Changing the set of values in an ENUM requires an
ALTER TABLE
which might cause a table restructure -- an incredibly expensive operation (the table restructure doesn't happen if you simply add one new value to the end of the ENUM definition, but if you delete one, or change the order, it does a table restructure). Whereas Changing the set of values in a lookup table is as simple as INSERT or DELETE.There's no way to associate other attributes with the values in an ENUM, like which ones are retired, and which ones are eligible to be put in a drop-down list in your user interface. However, a lookup table can include additional columns for such attributes.
It's very difficult to query an ENUM to get a list of distinct values, basically requiring you to query the data type definition from
INFORMATION_SCHEMA
, and parsing the list out of the BLOB returned. You could trySELECT DISTINCT status
from your table, but that only gets status values currently in use, which might not be all values in the ENUM. However, if you keep values in a lookup table, it's easy to query, sort, etc.
I'm not a big fan of ENUM, as you can tell. :-)

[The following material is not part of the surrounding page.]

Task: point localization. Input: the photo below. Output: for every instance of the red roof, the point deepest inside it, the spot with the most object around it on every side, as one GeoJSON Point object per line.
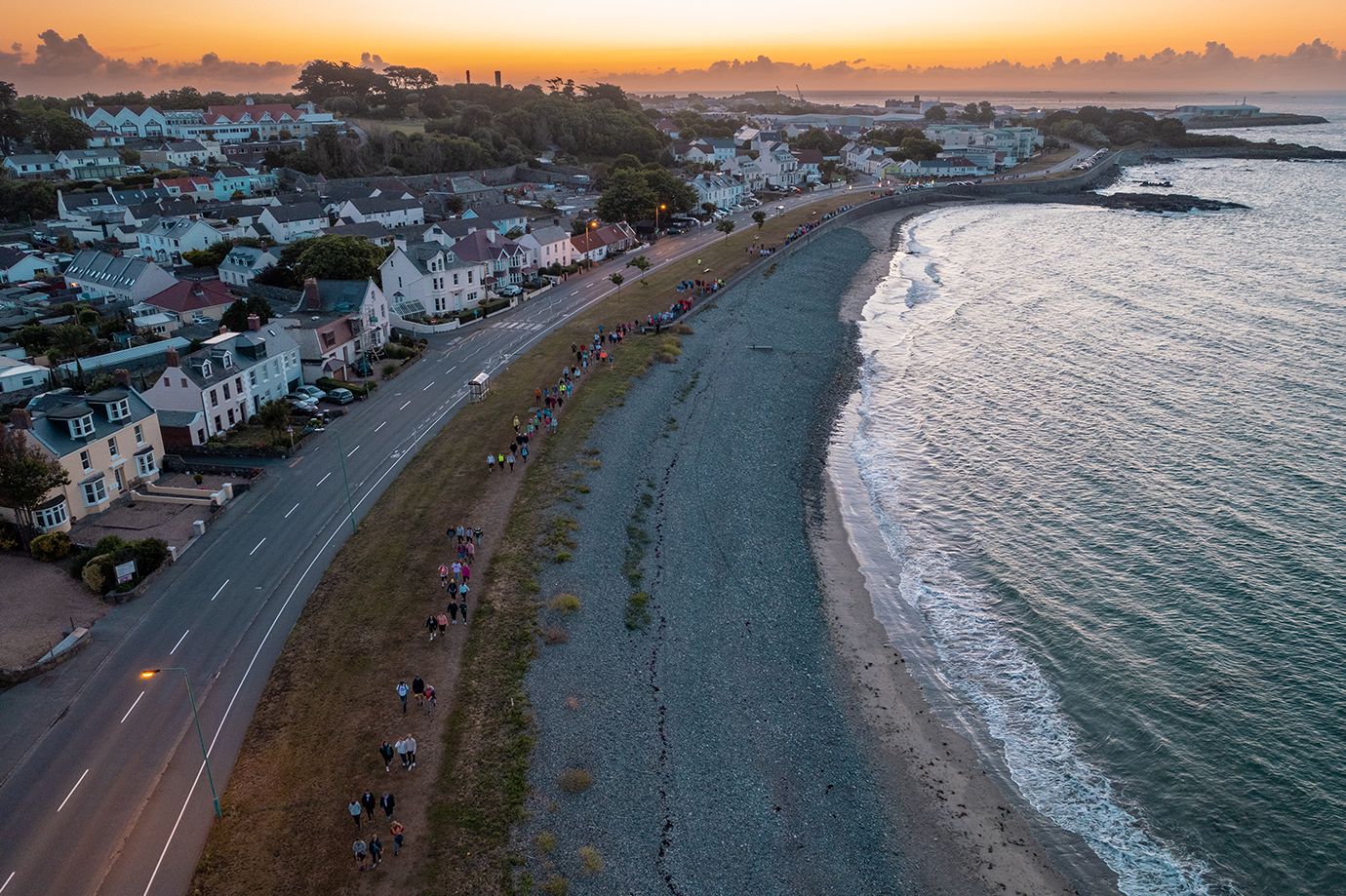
{"type": "Point", "coordinates": [191, 294]}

The same applies to CHECK constraints that simply compare a column to a fixed set of values. Though MySQL doesn't support CHECK constraints anyway.
Update: MySQL 8.0.16 now implements CHECK constraints.
Here is article about speed comparison of enum. Maybe it gives some hints. IMHO it should be limited to a use in fixed list of strings ("Yes/No", "Child/Adult") that with 99% probability doesn't change in the future.
Enums in MySQL are bad for the already explained reasons.
I can add the following fact: Enum does not ensure any kind of validation on the server side. If you insert a row with a value which does not exist in the enum definition, you'll get a nice <empty>
or NULL
value in the DB, depending on NULL-ability of the enum field declaration.
My point about tinyints:
- enums are limited to 65535 values
- if you don't need more than 256 values, tinyint will take less space for each row, and its behavior is much more "predictable".
If you have lots of data in your DB ( more data then you have RAM ) and you ENUM values are NEVER going to change, I would go with ENUM, rather than the join. It should be faster.
Think about it, in the join case, you need an index on your foreign key and index on your primary key in the other table. As Riho said, see the benchmarks.